Darcy apartó la mirada de su amable empleado, sintiéndose muy molesto al tener que hacer aquella petición.
—Bueno, no hay una manera delicada de plantear esto, así que iré directo al grano —dijo, volviendo a clavar los ojos en Reynolds—. ¿ Qué puede decirme de la dama de compañía de la señorita Darcy, la señora Annesley?
—¿La señora Annesley, señor? —Reynolds enarcó las cejas. Se balanceó lentamente sobre las puntas de los pies, antes de responder—: Bueno, señor... Ella es una señora muy amable, señor, discreta y honorable.
—¿Y... ? —insistió Darcy, tan incómodo por tener que presionar a Reynolds para que le diera más respuestas como éste por tener que darlas.
—¿Y qué, señor?
—La mujer lleva cuatro meses aquí —observó Darcy de manera tajante, contrariado por la aparente falta de comprensión del mayordomo—. ¡Debe de haber más cosas que pueda decirme sobre ella!


Reynolds frunció el entrecejo, arrugando sus pobladas cejas blancas, al tiempo que se colocaba el cuello con un dedo. Tardó algunos segundos más en aclararse la garganta. Luego se enderezó todo lo que pudo y se dirigió a Darcy con un tono cargado de desaprobación.
—Como usted bien sabe, no me gustan los chismes, señor Darcy. No les presto atención y tampoco los propago —entornó los ojos para escrutar la actitud de su joven patrón y, al ver la insatisfacción que ésta reflejaba, agregó con cuidado—: Todo lo que diré es que ella no se siente superior y que es amable con todos los criados, desde el de mayor rango hasta el más humilde, señor —se movió un poco bajo la inquisitiva mirada de Darcy antes de añadir—: La señorita Darcy la quiere mucho —el hombre buscó un gesto que lo liberara de la obligación de decir más, pero al no encontrar ninguno, pareció luchar un poco consigo mismo antes de confesar, por fin—: Y yo la bendigo, señor Darcy, la bendigo a todas horas por lo que ha hecho por la señorita. Y eso, señor, es todo.
—Entonces eso será suficiente, Reynolds —Darcy despachó al mayordomo y torció la boca ante lo que era, para Reynolds, una inspirada defensa de la dama. La señora Annesley tenía la aprobación de Reynolds y eso significaba mucho. Tal vez ahora podía concederle un poco más de credibilidad a toda la admiración que surgía de esas referencias que tenía delante de él y que tenían que ver con la señora en cuestión. Estiró los brazos hacia la bandeja y sirvió un poco de leche fresca en la taza; luego la llenó hasta el borde con la aromática bebida, antes de volver a tomar las otras dos cartas y buscar la tercera. Se llevó la taza a los labios y sopló con suavidad mientras memorizaba los detalles de la tercera misiva. El contenido de las cartas no le resultaba desconocido. Las había leído con el mismo cuidado el mismo día que llegaron, cinco meses atrás, cuando estaba buscando frenéticamente una nueva dama de compañía para Georgiana de la que pudiera fiarse. Pero esta vez trataba de averiguar algo más revelador sobre la dama, aparte de sus impecables referencias y los testimonios normales de sus anteriores patrones. Pero ese «algo» todavía no lo había encontrado.

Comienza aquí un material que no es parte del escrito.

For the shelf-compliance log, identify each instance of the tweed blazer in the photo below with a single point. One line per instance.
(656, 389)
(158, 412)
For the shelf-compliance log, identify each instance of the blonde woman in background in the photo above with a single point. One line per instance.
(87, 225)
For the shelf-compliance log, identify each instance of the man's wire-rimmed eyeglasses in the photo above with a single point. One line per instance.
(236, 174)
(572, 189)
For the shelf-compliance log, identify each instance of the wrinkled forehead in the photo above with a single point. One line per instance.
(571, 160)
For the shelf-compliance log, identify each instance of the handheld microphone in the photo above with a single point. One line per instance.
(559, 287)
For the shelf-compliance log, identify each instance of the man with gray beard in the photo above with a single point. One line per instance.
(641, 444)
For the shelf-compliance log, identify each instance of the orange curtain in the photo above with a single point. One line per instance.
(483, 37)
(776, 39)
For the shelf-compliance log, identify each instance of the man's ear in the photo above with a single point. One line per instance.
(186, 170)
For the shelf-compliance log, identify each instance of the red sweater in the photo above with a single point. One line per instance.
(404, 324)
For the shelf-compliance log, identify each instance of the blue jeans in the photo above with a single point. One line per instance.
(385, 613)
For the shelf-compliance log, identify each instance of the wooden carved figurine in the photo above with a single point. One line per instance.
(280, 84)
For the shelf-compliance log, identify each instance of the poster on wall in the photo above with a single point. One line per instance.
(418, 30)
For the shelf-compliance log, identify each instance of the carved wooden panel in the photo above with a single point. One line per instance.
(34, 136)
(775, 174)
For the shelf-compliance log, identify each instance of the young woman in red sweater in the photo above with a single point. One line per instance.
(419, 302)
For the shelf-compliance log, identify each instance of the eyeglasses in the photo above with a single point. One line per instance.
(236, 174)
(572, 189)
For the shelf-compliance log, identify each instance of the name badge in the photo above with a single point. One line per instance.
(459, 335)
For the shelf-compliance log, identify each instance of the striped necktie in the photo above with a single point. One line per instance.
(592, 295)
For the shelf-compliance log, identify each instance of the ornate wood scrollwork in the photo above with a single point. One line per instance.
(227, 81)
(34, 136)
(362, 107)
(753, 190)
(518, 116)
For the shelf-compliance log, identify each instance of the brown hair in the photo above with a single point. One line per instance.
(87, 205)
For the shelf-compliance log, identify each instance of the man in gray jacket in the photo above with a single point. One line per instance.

Dejó las cartas sobre la mesa y se levantó con la taza en la mano para contemplar la plácida vista que ofrecía la ventana. Antes de que su padre muriera, ese estudio solía ser su refugio privado; con las paredes revestidas madera, había sido un lugar misterioso durante su infancia y un sitio relacionado con los juiciosos dictámenes de su padre ya en la adolescencia. Era una habitación íntima que había servido de archivo para los libros de la propiedad hasta que, tres cuartos de siglo antes, los planes de su bisabuelo para mejorar Pemberley incluyeron una enorme y elegante biblioteca. Aunque ahora seguía albergando preciados tesoros de los patriarcas de la familia, el estudio servía principalmente para alojar la colección personal de libros de Darcy y guardar los papeles y documentos en que se registraban los negocios y estados financieros de la propiedad desde que se tenía memoria escrita.


Aparte de la decoración típicamente masculina representada por pesadas sillas y mesas, una exhibición de armas exquisitamente repujadas y grabados de caza, las numerosas ventanas del estudio ofrecían una soberbia vista. Con el hombro apoyado contra el marco, Darcy se quedó mirando el jardín diseñado por su abuela muchos años atrás. Estaba cubierto por un resplandeciente manto de nieve y su prístina blancura contrastaba delicadamente con la variedad de árboles de hojas perennes que lo adornaban y el sendero de ladrillos rojos que serpenteaba con gracia entre ellos.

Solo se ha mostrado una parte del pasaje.